Encoding headaches from json

adklein23 · February 27, 2020, 4:21am

Hi, I'm trying to do some analysis on my Facebook Messages data, however I'm running into some encoding issues. Facebook allows you to download your data as .json files. I want to analyze some of the emojis and text used, but am having difficulties converting them. For example, in the raw .json file, I see:

{
  "messages": [
    {
      "sender_name": "Person 1",
      "timestamp_ms": 1572480435138,
      "content": "I\u00e2\u0080\u0099m assuming..",
      "type": "Generic"
    }
	]
}

When reading it into R, using jsonlite::fromJSON, it appears in the console like:

library(jsonlite)

dat <- fromJSON('example.json')
dat$messages$content

> dat$messages$content
[1] "Iâ\u0080\u0099m assuming.."

Is there an easy way to convert these weird characters. This one for example looks like it should be an apostrophe

I'm on a Windows machine using Rstudio if that matters at all

pieterjanvc · February 27, 2020, 12:42pm

Hi,

From what I read in a similar post, JSON does not allow \u to be part of its structure, so this file should be invalid. That's why it's not getting loaded properly

Maybe you can add an extra escape character to every \u in the file to prevent it from loading incorrectly.

Hope this helps,
PJ

adklein23 · February 28, 2020, 4:13pm

Thanks for the link. Since I don't control the creation of these json files, and there are many of them, I guess I'd need to write like a bash command to loop through them all and do a find/replace?

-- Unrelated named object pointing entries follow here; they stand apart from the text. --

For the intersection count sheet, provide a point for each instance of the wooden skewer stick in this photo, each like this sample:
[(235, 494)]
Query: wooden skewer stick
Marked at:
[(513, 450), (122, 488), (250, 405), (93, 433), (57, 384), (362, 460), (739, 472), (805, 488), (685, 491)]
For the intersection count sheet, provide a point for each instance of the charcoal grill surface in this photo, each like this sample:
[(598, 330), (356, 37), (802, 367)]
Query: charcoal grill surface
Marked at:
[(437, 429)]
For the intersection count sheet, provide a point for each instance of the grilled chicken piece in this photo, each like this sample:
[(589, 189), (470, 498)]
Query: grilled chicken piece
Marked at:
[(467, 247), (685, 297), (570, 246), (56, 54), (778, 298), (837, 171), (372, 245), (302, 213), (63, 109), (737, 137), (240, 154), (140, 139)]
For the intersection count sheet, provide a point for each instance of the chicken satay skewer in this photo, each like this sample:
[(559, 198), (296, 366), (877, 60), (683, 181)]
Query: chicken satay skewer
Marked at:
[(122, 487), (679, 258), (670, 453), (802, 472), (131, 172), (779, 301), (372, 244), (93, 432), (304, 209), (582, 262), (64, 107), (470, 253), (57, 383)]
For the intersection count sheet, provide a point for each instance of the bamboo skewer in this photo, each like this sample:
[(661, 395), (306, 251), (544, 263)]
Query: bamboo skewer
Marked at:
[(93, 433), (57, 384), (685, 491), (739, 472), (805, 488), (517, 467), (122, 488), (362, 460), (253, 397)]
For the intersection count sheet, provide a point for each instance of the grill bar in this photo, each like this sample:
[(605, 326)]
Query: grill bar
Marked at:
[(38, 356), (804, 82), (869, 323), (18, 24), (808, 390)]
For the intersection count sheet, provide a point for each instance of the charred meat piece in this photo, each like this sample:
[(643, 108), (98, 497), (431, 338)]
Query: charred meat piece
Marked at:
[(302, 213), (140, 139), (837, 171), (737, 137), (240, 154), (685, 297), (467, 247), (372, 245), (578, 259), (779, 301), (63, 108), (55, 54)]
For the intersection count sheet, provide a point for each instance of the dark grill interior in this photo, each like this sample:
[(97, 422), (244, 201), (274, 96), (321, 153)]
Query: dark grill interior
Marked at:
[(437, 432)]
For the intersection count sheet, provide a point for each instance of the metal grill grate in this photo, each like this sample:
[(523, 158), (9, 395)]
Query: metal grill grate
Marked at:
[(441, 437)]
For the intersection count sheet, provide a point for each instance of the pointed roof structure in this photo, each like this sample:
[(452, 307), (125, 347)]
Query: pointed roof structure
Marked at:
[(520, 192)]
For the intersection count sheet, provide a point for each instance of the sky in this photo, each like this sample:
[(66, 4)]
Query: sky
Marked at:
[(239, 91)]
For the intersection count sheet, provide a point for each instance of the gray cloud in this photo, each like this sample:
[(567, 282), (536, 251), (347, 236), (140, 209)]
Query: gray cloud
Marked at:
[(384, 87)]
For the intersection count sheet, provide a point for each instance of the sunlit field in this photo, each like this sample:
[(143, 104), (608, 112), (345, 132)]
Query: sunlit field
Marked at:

Or is there a way I can do this processing within R?

pieterjanvc · February 28, 2020, 9:13pm

Hi,

You could do this in R, but I think the easier solution might be to see if you can change the type of JSON file. How did you download it? Is there any option to change the type of json or the encoding when downloading?

Here is a way to clean the JSON file:

library(jsonlite)
library(stringr)

#Clean JSON
cleanData = str_remove_all(
    readLines("test.json"),
    "\\\\u....")

write(cleanData, "test.json")

#Read clean JSON
data = fromJSON("test.json")

This will remove all the unicode, not replace it (as the unicodes provided in your example make no sense)

PJ

adklein23 · February 29, 2020, 10:44pm

It looks like facebook gives you the option of json or html for an export, but that's about it. I'm surprised a company like that would produce non-valid json code. I can see what the html files look like, but I figured json would be easier to parse.

I found this which might be related, but not sure how I can solve this in R?

Thanks again for the suggestions

pieterjanvc · March 2, 2020, 12:19pm

Hi,

With this info, I was able to replace the incorrect unicode with the correct one, and it seems once fixed, R reads it like an apostrophe again:

library(jsonlite)
library(stringr)

#Clean JSON
cleanData = str_replace_all(
    readLines("test.json"),
    "\\\\u00e2\\\\u0080\\\\u0099", "\\\\u2019")

write(cleanData, "test.json")

#Read clean JSON
data = fromJSON("test.json")

> data$messages
  sender_name timestamp_ms        content    type
1    Person 1  1.57248e+12 I’m assuming.. Generic

If this is the only error, it should be fixed now, and there are no unicode characters removed.

PJ

adklein23 · March 2, 2020, 3:36pm

Hi PJ,
thanks so much for the example. Since that's not the only messy unicode, I'll just start working through and start replacing as needed as I encounter these.

I also found this thread on SO, so it looks like a known issue. Maybe I can use some of the code there via reticulate and do this at a systematic level.

Thanks,
Andrew

system · March 23, 2020, 3:36pm

This topic was automatically closed 21 days after the last reply. New replies are no longer allowed.